На мой взгляд, лучшая часть праздника приходилась на первый день. После окончания первой из трех служб вся людская масса, теснившаяся в душной маленькой церкви, наконец выливалась на школьный двор, и женщины с гордостью выставляли свое угощение прямо в фургонах или на длинных столах, установленных вокруг церкви.

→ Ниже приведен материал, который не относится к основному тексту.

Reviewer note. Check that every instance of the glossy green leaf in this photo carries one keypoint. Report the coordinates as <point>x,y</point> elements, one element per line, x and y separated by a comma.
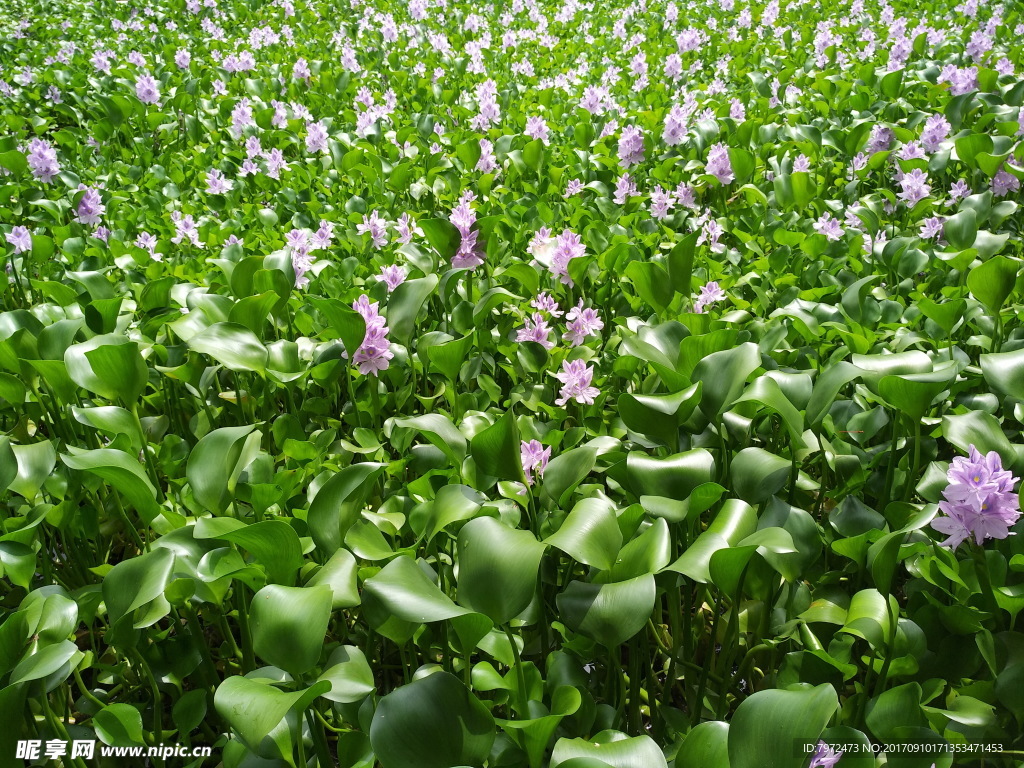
<point>496,450</point>
<point>289,625</point>
<point>433,722</point>
<point>232,345</point>
<point>770,728</point>
<point>608,613</point>
<point>590,534</point>
<point>498,568</point>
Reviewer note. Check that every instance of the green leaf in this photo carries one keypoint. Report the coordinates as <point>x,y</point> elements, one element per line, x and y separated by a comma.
<point>681,264</point>
<point>439,430</point>
<point>496,450</point>
<point>651,283</point>
<point>34,463</point>
<point>608,613</point>
<point>590,534</point>
<point>767,392</point>
<point>611,749</point>
<point>339,573</point>
<point>961,229</point>
<point>659,416</point>
<point>273,544</point>
<point>254,709</point>
<point>441,235</point>
<point>992,282</point>
<point>724,376</point>
<point>123,472</point>
<point>566,471</point>
<point>345,322</point>
<point>912,393</point>
<point>535,734</point>
<point>349,674</point>
<point>433,722</point>
<point>339,502</point>
<point>231,345</point>
<point>406,591</point>
<point>674,476</point>
<point>110,366</point>
<point>404,304</point>
<point>734,521</point>
<point>44,663</point>
<point>769,728</point>
<point>757,474</point>
<point>213,466</point>
<point>706,747</point>
<point>498,568</point>
<point>289,625</point>
<point>137,582</point>
<point>119,725</point>
<point>1004,372</point>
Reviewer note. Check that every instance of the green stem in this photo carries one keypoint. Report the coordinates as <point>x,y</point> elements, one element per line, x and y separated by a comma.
<point>520,674</point>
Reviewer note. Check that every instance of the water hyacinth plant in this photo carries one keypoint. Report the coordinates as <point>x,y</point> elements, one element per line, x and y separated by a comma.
<point>530,384</point>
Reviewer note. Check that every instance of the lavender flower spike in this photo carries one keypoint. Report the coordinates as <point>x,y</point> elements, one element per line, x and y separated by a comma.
<point>979,502</point>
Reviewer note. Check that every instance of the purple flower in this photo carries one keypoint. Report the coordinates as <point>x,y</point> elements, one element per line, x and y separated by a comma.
<point>374,354</point>
<point>407,228</point>
<point>625,188</point>
<point>576,377</point>
<point>486,163</point>
<point>932,226</point>
<point>537,329</point>
<point>184,228</point>
<point>535,459</point>
<point>881,139</point>
<point>315,137</point>
<point>719,165</point>
<point>660,203</point>
<point>631,146</point>
<point>300,71</point>
<point>242,117</point>
<point>958,190</point>
<point>824,757</point>
<point>42,160</point>
<point>393,275</point>
<point>583,322</point>
<point>675,126</point>
<point>20,238</point>
<point>936,130</point>
<point>914,187</point>
<point>711,230</point>
<point>911,151</point>
<point>323,237</point>
<point>90,207</point>
<point>146,89</point>
<point>375,226</point>
<point>546,303</point>
<point>148,243</point>
<point>567,246</point>
<point>710,294</point>
<point>979,501</point>
<point>1004,183</point>
<point>216,183</point>
<point>828,226</point>
<point>470,254</point>
<point>537,128</point>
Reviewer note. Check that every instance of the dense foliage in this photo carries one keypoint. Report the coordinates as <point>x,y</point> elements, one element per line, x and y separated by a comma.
<point>435,383</point>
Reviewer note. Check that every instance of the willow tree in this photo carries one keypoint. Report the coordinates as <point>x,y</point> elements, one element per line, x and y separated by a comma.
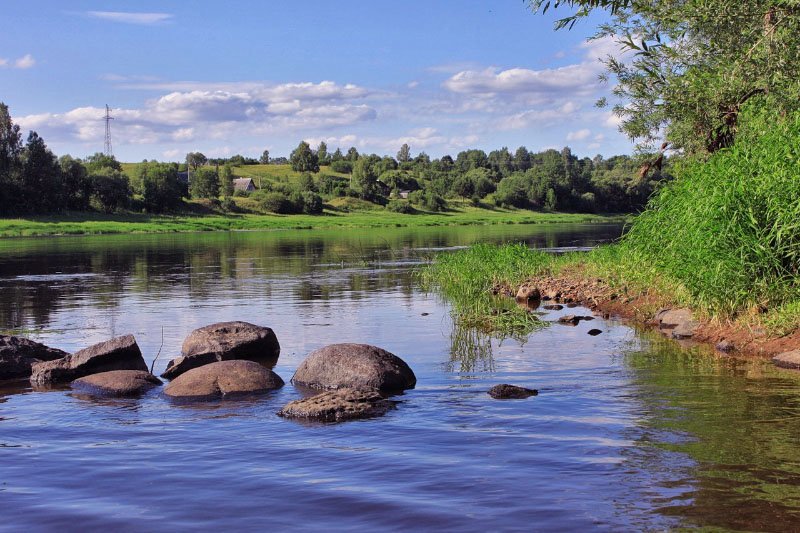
<point>693,64</point>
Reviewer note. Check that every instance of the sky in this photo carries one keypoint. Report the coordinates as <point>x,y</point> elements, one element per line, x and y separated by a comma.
<point>242,77</point>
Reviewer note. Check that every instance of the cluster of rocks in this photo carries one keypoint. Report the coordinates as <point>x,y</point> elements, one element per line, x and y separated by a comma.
<point>228,359</point>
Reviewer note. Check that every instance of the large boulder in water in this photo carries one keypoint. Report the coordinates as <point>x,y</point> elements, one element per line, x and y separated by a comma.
<point>225,341</point>
<point>354,366</point>
<point>223,379</point>
<point>116,383</point>
<point>119,353</point>
<point>338,405</point>
<point>17,354</point>
<point>505,391</point>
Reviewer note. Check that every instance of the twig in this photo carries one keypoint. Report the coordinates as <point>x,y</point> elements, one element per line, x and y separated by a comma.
<point>153,364</point>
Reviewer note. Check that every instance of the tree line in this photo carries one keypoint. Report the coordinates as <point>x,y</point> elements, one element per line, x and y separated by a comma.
<point>33,180</point>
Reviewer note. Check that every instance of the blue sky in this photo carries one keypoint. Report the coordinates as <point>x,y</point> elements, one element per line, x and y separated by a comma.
<point>245,76</point>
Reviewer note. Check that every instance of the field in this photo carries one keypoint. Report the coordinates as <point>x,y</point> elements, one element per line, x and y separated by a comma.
<point>375,217</point>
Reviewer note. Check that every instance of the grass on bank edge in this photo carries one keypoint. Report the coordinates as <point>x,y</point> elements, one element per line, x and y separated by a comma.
<point>97,223</point>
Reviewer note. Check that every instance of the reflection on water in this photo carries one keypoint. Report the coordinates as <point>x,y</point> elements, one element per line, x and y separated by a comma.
<point>629,431</point>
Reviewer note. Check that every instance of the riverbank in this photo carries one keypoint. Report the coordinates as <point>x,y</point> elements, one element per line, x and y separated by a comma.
<point>96,223</point>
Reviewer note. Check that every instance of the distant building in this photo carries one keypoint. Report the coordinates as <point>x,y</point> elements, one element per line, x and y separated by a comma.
<point>244,184</point>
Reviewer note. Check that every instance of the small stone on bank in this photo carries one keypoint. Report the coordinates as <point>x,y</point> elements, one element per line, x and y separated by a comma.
<point>505,392</point>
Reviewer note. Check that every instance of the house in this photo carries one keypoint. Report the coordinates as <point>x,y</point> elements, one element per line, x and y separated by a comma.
<point>244,184</point>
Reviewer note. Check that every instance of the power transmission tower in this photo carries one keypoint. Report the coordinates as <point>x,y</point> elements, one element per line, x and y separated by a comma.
<point>108,118</point>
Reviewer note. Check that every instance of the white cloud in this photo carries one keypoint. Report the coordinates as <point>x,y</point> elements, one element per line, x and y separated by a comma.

И начинался незабываемый пир.

Полные миски с ботвой молодой репы, черноглазые бобы с ветчиной, толстые ломти розового сала, жареные ребрышки, хрустящие подрумяненные цыплята и ломтики нежной бельчатины и крольчатины, слоеное печенье на пахте и маисовый хлеб с корочкой, большие куски пирога со сладким картофелем, сливочный кекс и прочее, и тому подобное, чего только душе угодно; даже если съестные запасы были истощены, все равно каждая семья находила, что выставить, и, когда прихожане переходили от стола к столу, трудности и заботы забывались хотя бы на этот день.

Мальчики и я только успели наполнить по первому разу свои тарелки и расположиться под старым деревом грецкого ореха, как Стейси вдруг поставил свою тарелку и поднялся.

– Что такое? – спросила я, набивая рот маисовым хлебом.

Стейси зажмурился от солнца.

– Посмотрите, вон человек на дороге.

Я улучила момент, чтобы взглянуть, не выпуская куриной ножки из рук.

– Ну и что?

– Он похож… дядя Хэммер! – закричал Стейси и бросился бежать.